Un traité quasi exhaustif
Malgré la pluralité des auteurs, de leurs champs disciplinaires (économie, sociologie, etc.), de leurs orientations épistémologiques et de leurs contextes nationaux, cet ouvrage conserve une cohérence d’ensemble, tant de forme que de fond, qui facilite grandement la lecture. Le souci d’une approche didactique et la volonté d’une présentation de théories alternatives sur l’ESS sont essentiels à un traité. Tous les auteurs ont su répondre à ces exigences. La priorité donnée à la clarification et à l’explication, nécessaire pour comprendre, implique un effort conceptuel et une réflexion théorique auxquels tous les chapitres donnent une place prépondérante en fournissant des références bibliographiques utiles et souvent récentes. En revanche, compte tenu de cette priorité, les faits empiriques (monographies, données statistiques) sont rares dans l’ouvrage. Les auteurs en sont conscients et ils ont veillé à ce que le lecteur soit accompagné dans sa lecture par une cinquantaine d’encadrés qui viennent apporter soit des outils conceptuels complémentaires, soit des illustrations sectorielles éclairantes. De même, la seconde partie commence délibérément par un chapitre consacré à l’appréhension statistique de l’ESS (chapitre VII). Edith Archambault, dont l’engagement sur ces questions est bien connu (ADDES, programme Johns Hopkins, rapport du CNIS, etc.), dresse un état des lieux au plan international et s’interroge sur la qualité des données en soulignant les progrès accomplis depuis trente ans, comme les chantiers à poursuivre pour améliorer les connaissances, notamment sur le bénévolat.

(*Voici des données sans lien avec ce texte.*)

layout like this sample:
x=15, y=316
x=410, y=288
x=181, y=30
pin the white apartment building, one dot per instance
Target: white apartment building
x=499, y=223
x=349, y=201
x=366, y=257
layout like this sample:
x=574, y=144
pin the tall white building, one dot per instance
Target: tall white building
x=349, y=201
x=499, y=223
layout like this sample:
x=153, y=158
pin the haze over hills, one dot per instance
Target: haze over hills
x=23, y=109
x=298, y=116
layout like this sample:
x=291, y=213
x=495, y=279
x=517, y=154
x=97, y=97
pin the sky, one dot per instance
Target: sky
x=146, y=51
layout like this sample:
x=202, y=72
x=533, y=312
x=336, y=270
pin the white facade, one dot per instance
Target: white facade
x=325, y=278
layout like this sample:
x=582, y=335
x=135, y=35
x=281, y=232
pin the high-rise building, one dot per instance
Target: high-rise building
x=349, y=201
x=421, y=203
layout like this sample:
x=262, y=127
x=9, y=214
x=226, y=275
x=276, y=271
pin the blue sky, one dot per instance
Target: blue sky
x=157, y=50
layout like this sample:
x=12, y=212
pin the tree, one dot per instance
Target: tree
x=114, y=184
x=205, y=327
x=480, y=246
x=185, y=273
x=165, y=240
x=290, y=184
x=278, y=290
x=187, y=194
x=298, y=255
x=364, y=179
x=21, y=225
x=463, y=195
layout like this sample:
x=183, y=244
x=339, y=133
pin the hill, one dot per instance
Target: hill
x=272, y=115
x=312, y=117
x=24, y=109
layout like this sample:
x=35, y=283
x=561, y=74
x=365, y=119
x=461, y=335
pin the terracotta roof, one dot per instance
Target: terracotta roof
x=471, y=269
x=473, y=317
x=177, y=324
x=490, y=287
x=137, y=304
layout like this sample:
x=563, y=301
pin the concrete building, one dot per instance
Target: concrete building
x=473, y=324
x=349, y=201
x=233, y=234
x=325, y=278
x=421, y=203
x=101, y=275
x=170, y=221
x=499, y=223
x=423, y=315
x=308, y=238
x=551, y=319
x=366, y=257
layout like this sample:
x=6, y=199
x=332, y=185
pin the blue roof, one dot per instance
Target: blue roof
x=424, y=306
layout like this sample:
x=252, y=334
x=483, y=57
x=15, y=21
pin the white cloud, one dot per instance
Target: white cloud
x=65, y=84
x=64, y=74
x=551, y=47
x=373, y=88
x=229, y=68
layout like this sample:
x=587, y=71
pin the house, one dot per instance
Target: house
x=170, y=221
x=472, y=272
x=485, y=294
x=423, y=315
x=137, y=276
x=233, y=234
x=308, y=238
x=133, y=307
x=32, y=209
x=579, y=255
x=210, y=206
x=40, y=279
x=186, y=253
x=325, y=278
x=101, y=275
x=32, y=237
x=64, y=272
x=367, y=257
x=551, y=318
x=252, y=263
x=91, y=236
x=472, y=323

L’exhaustivité est aussi un élément souhaitable pour la rédaction d’un traité. Sur ce point, la réussite serait totale si le champ des mutuelles avait pu trouver dans l’ouvrage une vraie place. Nul doute que les éditions ultérieures s’attacheront à combler cette lacune d’autant plus regrettable que les mutuelles de santé ou d’assurance partagent avec les associations ou les coopératives de nombreux enjeux et que, malgré leur ancienneté et leur institutionnalisation, elles manifestent avec l’économie solidaire décrite par Laurent Gardin et Jean-Louis Laville (chapitre V), ou avec les entreprises sociales présentées par Jacques Defourny (chapitre VI), des parentés qui éveillent logiquement l’intérêt du lecteur pour des approfondissements et des comparaisons.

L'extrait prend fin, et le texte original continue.